On the interpretation of test sensitivity in the two-test two-population problem: Assumptions matter

Bayesian analyses of diagnostic test accuracy often require the assumption of constant test accuracy among populations to ensure model identifiability. In a prior study (Toft, N., Jørgensen, E., Højsgaard, S., 2005. Diagnosing diagnostic tests: evaluating the assumptions underlying the estimation of sensitivity and specificity in the absence of a gold standard. Prev. Vet. Med. 68, 19–33), the sensitivity estimate from a two-test two-population model was shown to be weighted toward the population with the higher prevalence of infection. In the present study, we provided analytical formulae that give insight into the effect of assuming constant sensitivity when this assumption was false. To further investigate the effect of failure of the assumption of constant sensitivity, we also simulated several data sets under the assumption that the first test's sensitivity varied in the two populations. Bayesian conditional independence models that presumed constant sensitivities were implemented in WinBUGS and posterior estimates (mean and 95% probability intervals) were evaluated based on the known true values of the parameters. Findings from the Bayesian analyses of several scenarios indicated that the posterior mean was a good estimate of the weighted mean of the sensitivities in the two populations, when one test was perfectly specific.

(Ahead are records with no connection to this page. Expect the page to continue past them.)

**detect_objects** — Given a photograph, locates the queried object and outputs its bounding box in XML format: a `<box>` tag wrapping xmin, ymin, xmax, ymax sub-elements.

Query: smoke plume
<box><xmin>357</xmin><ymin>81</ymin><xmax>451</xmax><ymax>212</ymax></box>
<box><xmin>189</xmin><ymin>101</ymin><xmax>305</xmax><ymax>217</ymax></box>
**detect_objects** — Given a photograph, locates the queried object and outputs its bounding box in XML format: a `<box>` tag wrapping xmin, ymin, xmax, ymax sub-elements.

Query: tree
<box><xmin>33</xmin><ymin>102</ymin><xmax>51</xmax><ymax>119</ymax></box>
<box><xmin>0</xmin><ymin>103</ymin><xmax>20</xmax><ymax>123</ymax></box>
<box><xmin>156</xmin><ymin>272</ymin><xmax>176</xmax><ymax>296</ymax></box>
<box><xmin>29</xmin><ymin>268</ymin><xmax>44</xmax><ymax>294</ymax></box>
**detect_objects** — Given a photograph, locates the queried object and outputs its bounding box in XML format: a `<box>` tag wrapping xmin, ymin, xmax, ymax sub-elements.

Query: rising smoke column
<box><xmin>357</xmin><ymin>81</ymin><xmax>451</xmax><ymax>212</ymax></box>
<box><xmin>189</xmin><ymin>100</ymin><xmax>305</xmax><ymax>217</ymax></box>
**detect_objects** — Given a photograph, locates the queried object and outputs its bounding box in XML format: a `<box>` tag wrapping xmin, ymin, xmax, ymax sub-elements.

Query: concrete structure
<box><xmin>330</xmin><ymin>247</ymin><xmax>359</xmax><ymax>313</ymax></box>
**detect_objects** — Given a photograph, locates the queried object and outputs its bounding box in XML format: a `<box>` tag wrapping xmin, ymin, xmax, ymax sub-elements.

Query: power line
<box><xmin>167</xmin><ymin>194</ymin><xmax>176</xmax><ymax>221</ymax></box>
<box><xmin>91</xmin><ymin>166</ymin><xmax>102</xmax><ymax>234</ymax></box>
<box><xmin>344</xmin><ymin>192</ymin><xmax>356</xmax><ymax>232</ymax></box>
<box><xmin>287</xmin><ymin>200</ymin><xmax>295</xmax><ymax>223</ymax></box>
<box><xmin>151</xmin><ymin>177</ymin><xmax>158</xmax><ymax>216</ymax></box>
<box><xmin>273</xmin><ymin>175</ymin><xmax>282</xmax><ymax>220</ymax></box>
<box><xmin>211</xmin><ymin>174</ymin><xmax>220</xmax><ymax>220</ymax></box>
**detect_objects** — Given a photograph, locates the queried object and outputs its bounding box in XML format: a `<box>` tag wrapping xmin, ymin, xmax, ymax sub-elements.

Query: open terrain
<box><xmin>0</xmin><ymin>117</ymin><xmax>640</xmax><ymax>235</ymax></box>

When neither test was perfectly specific, the Bayesian posterior mean for test 1 sensitivity was either greater than the larger of the two true sensitivities, or smaller than both, and estimates of prevalence and the second test's specificity were incorrect. The implication is that estimates of some parameters will be biased if test sensitivities are not constant across populations. Without a perfectly specific test, and if the assumption of constant sensitivity fails, the only solution we are aware of would involve incorporating prior information on at least two parameters.